The developments are very exciting and give us hope that one day our businesses can run off of energy created by microalgal biofuel while our carbon emissions will be soaked up to sustainably create more clean biofuel. It’s inspiring to see so much effort going into creating a sustainable system to reduce global carbon emissions. Microalgae has such promise to create a more eco-friendly and ethically conscious global society, but the work must continue to create better systems. At Pucci Foods, we understand the incredible value of creating a more sustainable future for businesses like ours. We strive to provide sustainable seafood products for our consumers while only having a minimal impact on the environmental. Join us in hoping for solutions that will help protect and conserve our natural resources.

3 thoughts on “Microalgae Promises a Healthier Future for Our Oceans by Capturing Carbon Dioxide and Producing Biofuel

  1. I’ve never heard of microalgae and all of the good that they can do to help our environment. This is a fascinating piece that brings to light some issues that we don’t often consider, like the acidification of our oceans. I love how it fits into the larger scale picture of environmental conservation, but also brings about knew ways that we can actually have a positive impact on our environment.

    In order for us to become far more sustainable, we’re going to have start investing heavily in ideas like these to ensure our world remains livable and a viable source of food for years to come. Only by protecting our natural environments and finding sustainable sources of food and energy will we ensure the globe is going to be suitable for human habitation for many generations to come.

  2. This is a very exciting time for biofuel, the fact that we have found out how to make use of it is very important. Our ocean is vast and we can potentially have an endless source of biofuel. It’s hard to not be excited about the future!
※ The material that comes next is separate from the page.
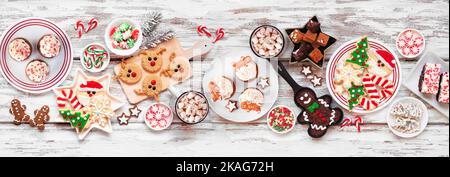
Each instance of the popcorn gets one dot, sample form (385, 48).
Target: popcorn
(192, 107)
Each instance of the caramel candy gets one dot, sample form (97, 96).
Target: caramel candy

  3. It’s pretty amazing that we are able to utilize something that occurs naturally in our environment as a means to help us improve the environment. I never thought of the fact that because algea absorbs CO2, it could actually be used to our benefit to help clean up the air and even create more resources for fuel. I love the fact that we are allowing our resources to help us versus just pillaging it for everything we can get. Based on the fact that this type of research was given 24 million dollars, it must be a pretty important initiative and I look forward to seeing what they are able to produce.